“That’s true,” agreed Carter, as he deliberated what was best to do.
Though not a large man, Carter seemed to fill the little room with his grown-up presence, and the children were glad to shift their responsibility on to him.
“The thunder is melting away,” he said at last, “and the lightning is nothin’ to speak of; and a drop more of wet won’t hurt you, so I think I’d better take ye all to your grandma’s as soon as possible. I’ll carry little Miss Stella, and do ye other two climb down the ladder mighty careful and don’t add no broken necks to your distresses.”
So down the ladder, which Moses on the ground was holding firmly, Carter carried Stella, who, though fully conscious, was nervous and shaken, and clung tightly around Carter’s neck.
Midge and Molly followed, and then the procession struck out across the field for home.
“I s’pose,” whispered Midget to Molly, “it’s perfectly awful; but now that Stella’s all right, I can’t help thinking this is sort of fun, to be walking out in the storm, without any umbrella, and soaking wet from head to foot!”
Molly squeezed her friend’s hand. “I think so, too,” she whispered. “The thunder and lightning were terrible, and I was almost scared to death; but now that everything’s all right, I can’t help feeling gay and glad!”
And so these two reprehensible young madcaps smiled at each other, and trudged merrily along across soaking fields, in a drenching rain, and rescued from what had been a very real danger indeed.
During all this, Grandma Sherwood had been sitting placidly in her room, assuming that Marjorie was safely under shelter next door.
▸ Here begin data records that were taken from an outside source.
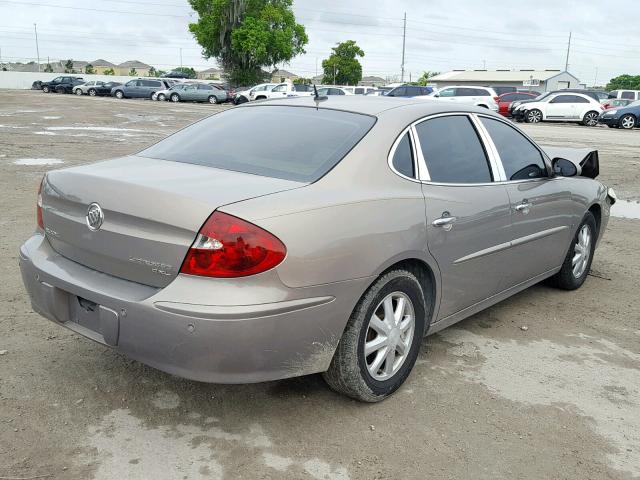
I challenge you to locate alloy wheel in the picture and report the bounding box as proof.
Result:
[364,292,415,381]
[571,225,591,278]
[620,115,636,130]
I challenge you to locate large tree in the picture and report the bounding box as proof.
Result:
[606,75,640,91]
[189,0,309,85]
[322,40,364,85]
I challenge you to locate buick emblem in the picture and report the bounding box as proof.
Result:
[86,203,104,232]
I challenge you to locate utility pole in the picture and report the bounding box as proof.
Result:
[564,32,571,72]
[400,12,407,82]
[33,23,40,73]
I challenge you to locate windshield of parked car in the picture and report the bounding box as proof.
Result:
[139,106,375,182]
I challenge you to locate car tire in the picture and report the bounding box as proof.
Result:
[322,269,428,402]
[582,110,600,127]
[549,212,598,290]
[524,108,542,123]
[618,113,636,130]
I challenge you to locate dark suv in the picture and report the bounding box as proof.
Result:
[40,77,84,93]
[111,78,173,98]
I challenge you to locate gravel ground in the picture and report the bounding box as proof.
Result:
[0,91,640,480]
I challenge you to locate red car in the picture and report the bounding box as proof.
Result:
[496,92,538,117]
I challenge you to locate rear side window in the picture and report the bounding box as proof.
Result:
[139,105,376,182]
[416,115,492,183]
[391,132,415,178]
[480,117,549,180]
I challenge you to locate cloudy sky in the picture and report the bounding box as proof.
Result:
[0,0,640,85]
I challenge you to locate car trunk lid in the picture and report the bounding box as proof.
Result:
[42,156,305,287]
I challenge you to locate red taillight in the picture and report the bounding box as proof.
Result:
[36,177,44,230]
[180,212,287,278]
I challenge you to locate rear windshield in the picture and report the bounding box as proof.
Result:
[139,105,375,182]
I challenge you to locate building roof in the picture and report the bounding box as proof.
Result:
[118,60,151,68]
[429,69,578,82]
[89,58,115,67]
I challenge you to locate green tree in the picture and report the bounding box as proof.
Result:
[416,70,440,87]
[173,67,198,78]
[605,75,640,91]
[322,40,364,85]
[189,0,309,85]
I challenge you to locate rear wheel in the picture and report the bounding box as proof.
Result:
[549,212,598,290]
[525,108,542,123]
[323,269,427,402]
[619,113,636,130]
[582,111,599,127]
Molly’s mother had, of course, thought the same, and Stella’s mother, finding the girls nowhere about, had concluded they were either at Molly’s or Marjorie’s.
Owing to the condition of the party he was bringing, Carter deemed it best to make an entrance by the kitchen door.
“There!” he said, as he landed the dripping Stella on a wooden chair, “for mercy’s sake, Eliza, get the little lady into dry clothes as quick as you can!”
“The saints presarve us!” exclaimed Eliza, for before she had time to realize Stella’s presence, Midge and Molly bounded in, scattering spray all over the kitchen and dripping little pools of water from their wet dresses.
Stella had ceased crying, but looked weak and ill. The other two, on the contrary, were capering about, unable to repress their enjoyment of this novel game.
Hearing the commotion, Grandma Sherwood came to the kitchen, and not unnaturally supposed it all the result of some new prank.
“What have you been doing?” she exclaimed. “Why didn’t you stay at Stella’s and not try to come home through this rain?”
Marjorie, drenched as she was, threw herself into her grandmother’s arms.
“Oh, if you only knew!” she cried; “you came near not having your bad little Mopsy any more! And Stella’s mother came nearer yet! Why, Grandma, we were in the tree-house, and it was struck by lightning, and Stella was killed, at least for a little while, and the ladder broke down, and we couldn’t get down ourselves, and so we sent off rockets of distress, I mean firecrackers, and then Carter came and rescued us all!”